D-FOT User Guide

Overview

Dynamic Feedback-directed Optimization Tool (D-FOT) aims to enable automatic and seamless feedback-directed optimizations for applications, improving both usability and performance. The framework is planned to support two types of dynamic optimizations: startup time optimization and runtime optimization. Currently, startup time optimization has been implemented based on the oeAware online tuning framework. Startup time optimization: During application running, sampling and feedback-directed optimization are automatically performed. Once optimization is complete, the optimized version is automatically used in the next startup without requiring any user intervention. After a restart, the application is automatically launched with the optimized version. Runtime optimization: During application running, sampling and feedback-directed optimization are automatically performed. No user intervention is required. The optimized version can be enabled after minimal interruptions.

Software Architecture Description

The framework consists of the following modules:

  • Sampling data processing based on libkperf
  • sysboost-based startup handover and binary optimization
  • Binary feedback optimization based on llvm-bolt
  • Implementation of the oeAware tuning plugin dfot_tuner_sysboost

Dependency Items

OS requirements: Currently, openEuler 22.03 LTS SP4 and openEuler 25.03 are supported. The following dependent components can be installed using yum.

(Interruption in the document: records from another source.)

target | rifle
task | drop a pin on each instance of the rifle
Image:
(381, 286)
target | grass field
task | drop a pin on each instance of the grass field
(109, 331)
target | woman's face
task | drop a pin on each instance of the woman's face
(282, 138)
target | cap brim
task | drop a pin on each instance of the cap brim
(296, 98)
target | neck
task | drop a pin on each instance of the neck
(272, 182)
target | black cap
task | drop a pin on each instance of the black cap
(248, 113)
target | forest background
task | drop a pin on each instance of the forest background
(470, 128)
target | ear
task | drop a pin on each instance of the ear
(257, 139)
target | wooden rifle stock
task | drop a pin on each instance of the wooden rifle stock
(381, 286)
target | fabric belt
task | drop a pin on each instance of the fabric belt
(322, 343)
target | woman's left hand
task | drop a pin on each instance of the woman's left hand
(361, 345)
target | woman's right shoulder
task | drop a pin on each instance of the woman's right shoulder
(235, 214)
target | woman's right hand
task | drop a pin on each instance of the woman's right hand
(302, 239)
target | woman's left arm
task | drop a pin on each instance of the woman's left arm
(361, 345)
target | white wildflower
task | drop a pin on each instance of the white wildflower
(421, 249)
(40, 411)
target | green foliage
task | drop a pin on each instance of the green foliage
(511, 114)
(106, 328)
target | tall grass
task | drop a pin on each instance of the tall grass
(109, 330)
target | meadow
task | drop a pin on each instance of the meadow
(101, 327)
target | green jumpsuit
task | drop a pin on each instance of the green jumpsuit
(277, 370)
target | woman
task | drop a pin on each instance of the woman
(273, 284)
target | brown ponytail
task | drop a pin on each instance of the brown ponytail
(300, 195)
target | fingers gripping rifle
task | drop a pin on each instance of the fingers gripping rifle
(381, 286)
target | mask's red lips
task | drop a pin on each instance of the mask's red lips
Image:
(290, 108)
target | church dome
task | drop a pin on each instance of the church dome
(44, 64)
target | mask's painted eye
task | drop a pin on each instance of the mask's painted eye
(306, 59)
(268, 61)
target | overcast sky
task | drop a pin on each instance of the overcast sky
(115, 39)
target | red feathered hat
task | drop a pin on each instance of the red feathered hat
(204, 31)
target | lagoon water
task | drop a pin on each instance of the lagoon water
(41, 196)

ComponentCode RepositoryDescription
oeAware-managerhttps://gitee.com/openeuler/oeAware-managerOnline transparent service tuning framework
libkperfhttps://gitee.com/openeuler/libkperfLightweight in-memory collection tool
sysboosthttps://gitee.com/openeuler/sysboostMicroarchitecture tuning tool
llvm-bolthttps://gitee.com/src-openeuler/llvm-boltBinary optimizer

Procedure

Prerequisites for Applications to Be Optimized

  1. The binary to be optimized must contain relocation information. For self-compiled software, the -Wl,-q linker option must be added during compilation. For example, for MySQL, add cmake .. -DCMAKE_INSTALL_PREFIX=/usr/local/mysql -DBUILD_CONFIG=mysql_release -DWITH_BOOST=../boost -DCMAKE_C_LINK_FLAGS="-Wl,-q" -DCMAKE_CXX_LINK_FLAGS="-Wl,-q". For openEuler software packages, the relocation package of the corresponding application will be provided and can be directly installed.
  2. Check whether the target binary contains relocation information: When the -Wl,-q linker option is effective, the binary will include RELA sections. You can check this using readelf -SW /path/to/bin. For example, in MySQL, before adding the option, only the .rela.dyn and .rela.plt sections exist. After option addition, more than 10 RELA sections appear, including .rela.text and .rela.eh_frame. If -Wl,-q is not effective, when manual perf sampling and perf2bolt are performed or llvm-bolt is used to perform optimization (with or without sysboost), the alarm BOLT-WARNING: non-relocation mode for AArch64 is not fully supported is reported.

D-FOT Preparations

Install D-FOT using yum or build it from the source code using the following commands. (If libkperf or oeAware-manager is also built from the source code, you need to specify the library and include path when running cmake.)

shell
cd D-FOT
mkdir build && cd build
cmake ../ -DCMAKE_BUILD_TYPE=RelWithDebInfo -DCMAKE_SKIP_RPATH=TRUE
make -j`nproc`

cp build/libdfot.so /lib64/oeAware-plugin/
chmod 440 /lib64/oeAware-plugin/libdfot.so
mkdir -p /etc/dfot/
cp configs/dfot.ini /etc/dfot/

Configuration Modification

Modify /etc/dfot/dfot/ini. The configuration items can be set according to the following description. Public configuration: [general]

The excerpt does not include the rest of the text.